The award program, which is administered by DARPA's Microsystems Technology Office and is now in its second year, is designed to seek out ideas from non-tenured faculty in order to identify the next generation of researchers working in microsystems technology.

Cloutier said his work combines optics and materials. "We are looking for new ways to generate laser action onto silicon. The goal is to interface high-speed optical links with conventional silicon-based microelectronics, which would dramatically improve on-chip and chip-to-chip data transfer and computing speeds," he said. "The approach we propose is completely different from everything that has been done so far and this is what the DARPA Young Faculty Award program is looking for."

Apart from the silicon-based laser research, Cloutier also is working on flexible solar cells, carbon nanotubes opto-electronics properties, and new approaches for blood cells counting and analysis, or cytometry, using laser scattering. In addition, he collaborates with Richard Wolbers, associate professor of art conservation at UD, on laser spectroscopy for the analysis of paint in works of art.

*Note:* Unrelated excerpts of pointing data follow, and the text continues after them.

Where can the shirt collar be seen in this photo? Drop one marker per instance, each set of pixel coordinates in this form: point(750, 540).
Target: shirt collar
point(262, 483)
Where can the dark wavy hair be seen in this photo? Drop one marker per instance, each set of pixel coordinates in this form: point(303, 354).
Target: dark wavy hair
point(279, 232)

Cloutier said he was pleased to receive the DARPA Young Faculty Award, adding, "It is a fairly recent program and I hope this will make other young faculty members aware of this initiative and pave the way for many more DARPA Young Faculty Awards for UD."

This has been an eventful spring for the UD Department of Electrical and Computer Engineering, with three of Cloutier's colleagues winning National Science Foundation Faculty Early Career Development awards. They are Takashi Buma, Ian Appelbaum and Xiaoming Li, all assistant professors.

Cloutier said he believes the large number of prestigious awards in the department "comes mostly from the fact that our young faculty members are working hard to define new fields of research, instead of simply jumping on the bandwagon."

Cloutier received a bachelor's degree in engineering physics and a master's degree in physics from the Universite Laval in Quebec, and a doctorate in engineering from Brown University. He previously worked for Telops Inc. and ITF Optical Technologies, and has won the Natural Sciences and Engineering Research Council of Canada Fellowship Award and the FCAR Industrial-Research Fellowship.

Cloutier joined the University faculty in 2006 and said he came to UD because "I felt that the department and the College of Engineering were willing to provide all the tools a young faculty needs to become successful."

The 39 researchers to be funded were selected through a competitive three-stage process. DARPA initially received brief abstracts from 277 young faculty applicants from universities all over the country. Following a review of the abstracts, DARPA invited 59 abstract authors to attend a DARPA Microsystems Technology Office workshop, discuss their ideas with program managers and learn more about the agency.

For the final selection stage, DARPA invited all 59 researchers to submit proposals explaining their program idea in more detail and identifying the key technical challenges to be overcome. The 39 rising stars were selected based on DARPA's review of 57 submitted proposals.